TV Classics: The Lucy Show

The Lucy Show:

USA 1962-68, six seasons, 156 episodes 30 minutes each, CBS, black & white (first season) and color (seasons 2 through 6). Narrated by: Roy Rowan, Cast: Lucille Ball, Vivian Vance, Gale Gordon, Mary Jane Croft, Candy Moore, Ralph Hart, Jimmy Garrett, Dick Martin.

Plot summary: Lucy Carmichael, a widowed mother of two, lives with her divorcée friend Vivian Bagley and her son. Together, they master they ups and downs of everyday life, including money troubles and men.

Review:  In loving memory of a comedienne who has remained popular for many decades on television until today, I have decided to have a look at her first show without Desi Arnaz, The Lucy Show, which is available on DVD (some of you may be pleased to know).

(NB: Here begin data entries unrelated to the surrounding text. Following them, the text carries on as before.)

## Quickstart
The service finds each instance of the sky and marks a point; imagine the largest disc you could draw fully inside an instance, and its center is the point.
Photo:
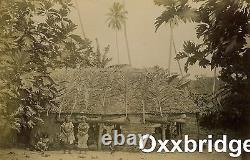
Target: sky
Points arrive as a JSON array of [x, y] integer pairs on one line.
[[148, 48]]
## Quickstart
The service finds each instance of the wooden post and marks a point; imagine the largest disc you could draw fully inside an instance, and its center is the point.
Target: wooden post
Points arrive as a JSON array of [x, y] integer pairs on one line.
[[99, 145]]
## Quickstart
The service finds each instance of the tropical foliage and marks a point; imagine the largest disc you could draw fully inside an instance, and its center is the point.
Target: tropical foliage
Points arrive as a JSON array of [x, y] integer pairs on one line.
[[114, 90], [223, 27], [116, 20], [35, 38], [175, 11]]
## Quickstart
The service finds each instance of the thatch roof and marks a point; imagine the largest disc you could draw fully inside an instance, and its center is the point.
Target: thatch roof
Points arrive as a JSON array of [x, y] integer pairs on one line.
[[104, 91]]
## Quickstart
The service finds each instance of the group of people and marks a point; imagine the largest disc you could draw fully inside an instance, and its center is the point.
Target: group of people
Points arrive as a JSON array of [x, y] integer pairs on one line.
[[67, 135]]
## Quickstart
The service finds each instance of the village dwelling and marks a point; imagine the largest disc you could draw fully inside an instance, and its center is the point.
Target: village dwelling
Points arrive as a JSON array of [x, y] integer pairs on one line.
[[131, 101]]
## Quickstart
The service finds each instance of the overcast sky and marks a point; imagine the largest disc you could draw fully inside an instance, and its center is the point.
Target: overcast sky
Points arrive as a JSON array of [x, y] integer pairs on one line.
[[147, 47]]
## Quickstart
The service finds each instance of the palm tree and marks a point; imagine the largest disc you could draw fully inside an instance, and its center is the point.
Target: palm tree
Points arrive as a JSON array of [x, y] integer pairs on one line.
[[175, 11], [116, 20], [80, 19]]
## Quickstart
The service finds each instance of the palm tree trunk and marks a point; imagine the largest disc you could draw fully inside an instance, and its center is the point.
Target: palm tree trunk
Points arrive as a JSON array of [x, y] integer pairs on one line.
[[126, 96], [117, 47], [170, 48], [79, 17], [178, 61], [127, 44], [214, 84]]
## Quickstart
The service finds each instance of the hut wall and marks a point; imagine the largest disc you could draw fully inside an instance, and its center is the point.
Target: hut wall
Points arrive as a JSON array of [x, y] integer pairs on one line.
[[191, 128]]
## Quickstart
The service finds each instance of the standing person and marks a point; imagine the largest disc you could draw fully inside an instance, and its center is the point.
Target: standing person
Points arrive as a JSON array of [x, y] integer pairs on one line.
[[82, 135], [67, 134]]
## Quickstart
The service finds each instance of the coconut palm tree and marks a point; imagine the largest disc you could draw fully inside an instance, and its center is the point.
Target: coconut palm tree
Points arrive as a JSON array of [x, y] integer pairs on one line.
[[80, 19], [175, 11], [116, 20]]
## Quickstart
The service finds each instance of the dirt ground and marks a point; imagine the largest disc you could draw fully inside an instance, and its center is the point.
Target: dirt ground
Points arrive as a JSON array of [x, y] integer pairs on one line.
[[16, 154]]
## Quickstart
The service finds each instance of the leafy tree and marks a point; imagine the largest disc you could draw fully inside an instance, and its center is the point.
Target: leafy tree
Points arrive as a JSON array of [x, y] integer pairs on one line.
[[35, 38], [116, 20], [175, 11]]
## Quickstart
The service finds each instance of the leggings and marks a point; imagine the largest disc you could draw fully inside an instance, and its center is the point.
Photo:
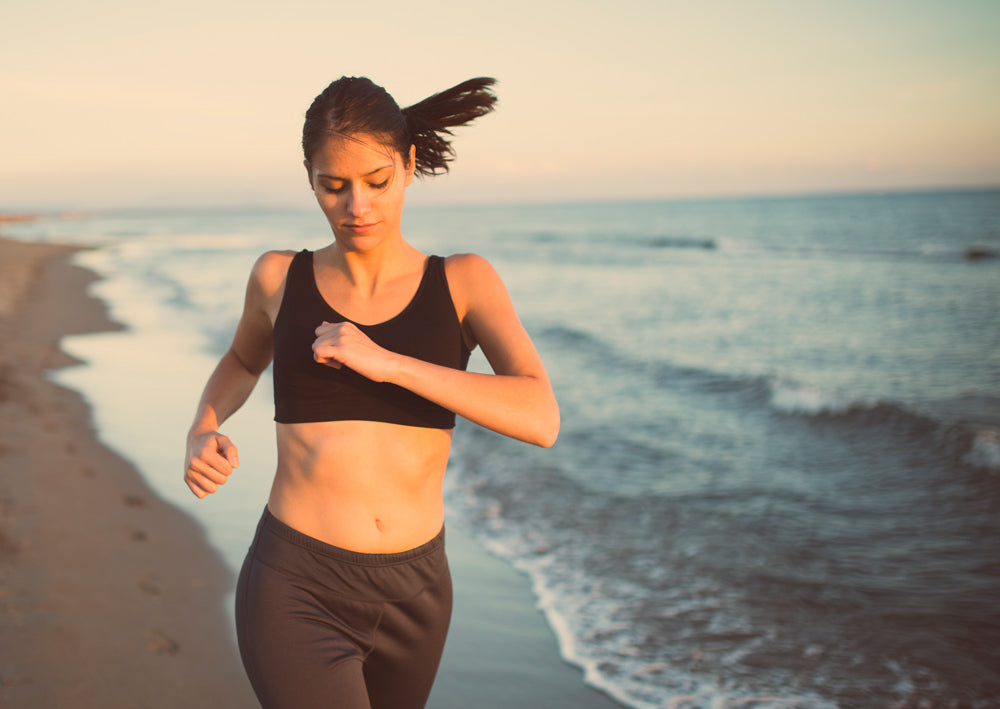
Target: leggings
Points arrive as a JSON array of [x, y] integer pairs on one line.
[[320, 626]]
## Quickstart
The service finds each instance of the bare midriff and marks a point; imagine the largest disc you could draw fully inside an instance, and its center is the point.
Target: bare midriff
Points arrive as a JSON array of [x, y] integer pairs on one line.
[[366, 486]]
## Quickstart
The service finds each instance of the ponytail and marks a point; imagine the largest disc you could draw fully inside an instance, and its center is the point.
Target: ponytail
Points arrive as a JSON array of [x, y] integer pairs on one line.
[[351, 106], [430, 120]]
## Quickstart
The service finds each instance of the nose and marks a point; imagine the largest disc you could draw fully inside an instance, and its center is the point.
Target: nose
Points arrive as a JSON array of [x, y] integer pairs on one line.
[[359, 202]]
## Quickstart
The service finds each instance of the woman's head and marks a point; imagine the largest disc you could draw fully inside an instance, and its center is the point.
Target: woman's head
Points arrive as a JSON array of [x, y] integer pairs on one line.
[[356, 107]]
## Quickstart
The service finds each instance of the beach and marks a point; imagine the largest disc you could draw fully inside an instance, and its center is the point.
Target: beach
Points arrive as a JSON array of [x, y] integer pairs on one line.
[[776, 481], [111, 596]]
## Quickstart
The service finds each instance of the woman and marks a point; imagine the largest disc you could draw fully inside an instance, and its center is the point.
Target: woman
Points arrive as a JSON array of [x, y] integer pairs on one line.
[[344, 597]]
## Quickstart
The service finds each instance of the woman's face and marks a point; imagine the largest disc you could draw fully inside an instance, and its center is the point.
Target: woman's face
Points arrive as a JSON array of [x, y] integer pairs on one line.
[[360, 184]]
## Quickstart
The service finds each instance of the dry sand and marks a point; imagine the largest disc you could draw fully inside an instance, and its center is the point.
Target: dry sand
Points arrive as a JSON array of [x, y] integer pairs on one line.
[[109, 597]]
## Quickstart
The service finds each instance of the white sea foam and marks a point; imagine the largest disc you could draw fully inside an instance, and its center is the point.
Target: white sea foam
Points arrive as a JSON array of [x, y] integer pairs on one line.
[[985, 451], [791, 398]]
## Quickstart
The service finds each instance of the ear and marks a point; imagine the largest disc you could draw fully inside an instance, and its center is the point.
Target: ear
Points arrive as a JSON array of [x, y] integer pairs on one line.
[[411, 165]]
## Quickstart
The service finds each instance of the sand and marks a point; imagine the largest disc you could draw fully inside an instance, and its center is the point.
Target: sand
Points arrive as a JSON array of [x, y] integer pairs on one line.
[[109, 597]]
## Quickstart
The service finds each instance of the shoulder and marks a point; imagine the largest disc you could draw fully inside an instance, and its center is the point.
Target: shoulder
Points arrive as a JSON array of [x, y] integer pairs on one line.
[[269, 271], [473, 283], [469, 271]]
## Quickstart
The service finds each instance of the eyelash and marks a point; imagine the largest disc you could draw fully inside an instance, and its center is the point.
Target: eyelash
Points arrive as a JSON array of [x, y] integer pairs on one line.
[[377, 186]]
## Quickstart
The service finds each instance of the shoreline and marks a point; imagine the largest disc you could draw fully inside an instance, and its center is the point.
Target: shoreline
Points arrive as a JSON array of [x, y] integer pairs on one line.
[[114, 595], [109, 596]]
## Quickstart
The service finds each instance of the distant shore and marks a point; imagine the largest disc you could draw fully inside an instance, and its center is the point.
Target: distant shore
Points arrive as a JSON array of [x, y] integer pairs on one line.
[[109, 597]]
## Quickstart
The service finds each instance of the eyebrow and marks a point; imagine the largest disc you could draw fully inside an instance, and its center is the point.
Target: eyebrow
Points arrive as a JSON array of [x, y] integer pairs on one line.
[[367, 174]]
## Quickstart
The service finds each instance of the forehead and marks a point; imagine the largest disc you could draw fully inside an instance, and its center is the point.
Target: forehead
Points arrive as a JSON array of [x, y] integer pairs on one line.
[[353, 154]]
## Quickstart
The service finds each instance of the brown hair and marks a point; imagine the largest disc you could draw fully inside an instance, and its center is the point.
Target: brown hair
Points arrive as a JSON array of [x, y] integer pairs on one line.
[[352, 105]]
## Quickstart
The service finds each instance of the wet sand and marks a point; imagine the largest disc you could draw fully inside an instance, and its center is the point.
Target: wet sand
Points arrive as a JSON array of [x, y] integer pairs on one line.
[[109, 597]]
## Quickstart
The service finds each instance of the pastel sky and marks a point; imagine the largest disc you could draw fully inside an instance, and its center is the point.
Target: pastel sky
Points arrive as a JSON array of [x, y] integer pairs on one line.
[[110, 103]]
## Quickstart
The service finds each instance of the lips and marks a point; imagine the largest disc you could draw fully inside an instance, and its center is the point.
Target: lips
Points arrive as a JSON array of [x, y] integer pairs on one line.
[[360, 227]]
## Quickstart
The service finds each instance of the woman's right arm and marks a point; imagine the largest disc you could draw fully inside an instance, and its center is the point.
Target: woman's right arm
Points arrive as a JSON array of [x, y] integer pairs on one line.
[[211, 456]]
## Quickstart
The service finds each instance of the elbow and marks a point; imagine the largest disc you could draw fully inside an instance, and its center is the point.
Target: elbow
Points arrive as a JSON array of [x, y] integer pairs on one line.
[[547, 430]]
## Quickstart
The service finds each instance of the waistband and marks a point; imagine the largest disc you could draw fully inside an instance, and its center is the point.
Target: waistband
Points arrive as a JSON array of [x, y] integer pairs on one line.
[[273, 525]]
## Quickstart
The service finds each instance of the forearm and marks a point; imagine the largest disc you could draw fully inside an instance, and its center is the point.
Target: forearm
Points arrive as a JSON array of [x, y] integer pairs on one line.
[[226, 391], [519, 406]]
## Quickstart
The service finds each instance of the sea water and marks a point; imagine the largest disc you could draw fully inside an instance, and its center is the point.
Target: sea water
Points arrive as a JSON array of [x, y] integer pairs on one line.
[[777, 482]]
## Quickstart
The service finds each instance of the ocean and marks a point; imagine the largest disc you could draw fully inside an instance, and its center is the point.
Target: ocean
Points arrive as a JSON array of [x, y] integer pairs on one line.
[[777, 483]]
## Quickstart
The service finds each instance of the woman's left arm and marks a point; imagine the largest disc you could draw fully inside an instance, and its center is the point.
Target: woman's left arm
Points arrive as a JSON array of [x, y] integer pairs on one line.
[[516, 400]]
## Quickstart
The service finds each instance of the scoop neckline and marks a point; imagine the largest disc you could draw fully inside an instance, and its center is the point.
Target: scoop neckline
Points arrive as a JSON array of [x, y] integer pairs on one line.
[[401, 313]]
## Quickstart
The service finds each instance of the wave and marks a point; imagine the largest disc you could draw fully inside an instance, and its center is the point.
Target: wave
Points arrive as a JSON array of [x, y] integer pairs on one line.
[[972, 253], [968, 431], [972, 444], [682, 242]]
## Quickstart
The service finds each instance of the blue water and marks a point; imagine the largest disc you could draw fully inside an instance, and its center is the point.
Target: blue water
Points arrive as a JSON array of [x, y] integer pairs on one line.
[[778, 478]]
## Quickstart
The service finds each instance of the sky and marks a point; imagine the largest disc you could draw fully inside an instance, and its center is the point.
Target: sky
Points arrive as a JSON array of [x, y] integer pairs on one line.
[[117, 103]]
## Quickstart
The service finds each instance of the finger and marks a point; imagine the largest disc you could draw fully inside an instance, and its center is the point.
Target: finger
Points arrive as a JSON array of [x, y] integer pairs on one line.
[[228, 451], [199, 485], [209, 472]]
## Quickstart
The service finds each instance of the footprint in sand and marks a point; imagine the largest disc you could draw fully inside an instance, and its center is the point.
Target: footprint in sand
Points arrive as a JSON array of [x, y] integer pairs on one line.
[[149, 585], [161, 643]]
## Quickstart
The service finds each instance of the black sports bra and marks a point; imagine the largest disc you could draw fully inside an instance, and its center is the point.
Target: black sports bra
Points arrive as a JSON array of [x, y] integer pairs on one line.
[[306, 391]]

Two years after the completion of  The Lucy-and-Desi Comedy Hour in 1960, Lucille Ball returned to playing another incarnation of her famous Lucy character on CBS. Starting out in black-and-white and insisting on her original I Love Lucy time slot on Monday nights, Ms. Ball and her network did not expect this new show to last longer than a season. Reunited with co-star Vivian Vance from her previous hit show, the new format, however, was instantly embraced by her audience as well as by the industry, which rewarded her with an Emmy Award nomination for Outstanding Continued Performance by an Actress in a Series (Lead). The sitcom would go on to pick up six additional nominations and two acting wins for Ball.

Starting out as a widowed mother of two, the new Lucy lived with her best friend Vivian, TV’s first divorcée mother, and had to face the challenges of everyday life as a single parent. Undergoing many changes in casting and plot throughout its six successful seasons, The Lucy Show proved to be a steady favorite on CBS and featured guest stars such as Ann Sothern, Wayne Newton, George Burns, Jack Benny, and many more. Shot in color from its second season on but broadcast in black-and-white until 1965, the show also did well in ratings until Ball bowed out of her own show after selling Desilu Productions. She moved on to star in Here’s Lucy on CBS for another six years, a show her new production company, Lucille Ball Production,s owned the rights to, and thus continued the tradition of the comedienne having control over her own program.

Melanie Simone is a writer with a degree in American Studies and English. On Talking Classics she savors her love for vintage Hollywood.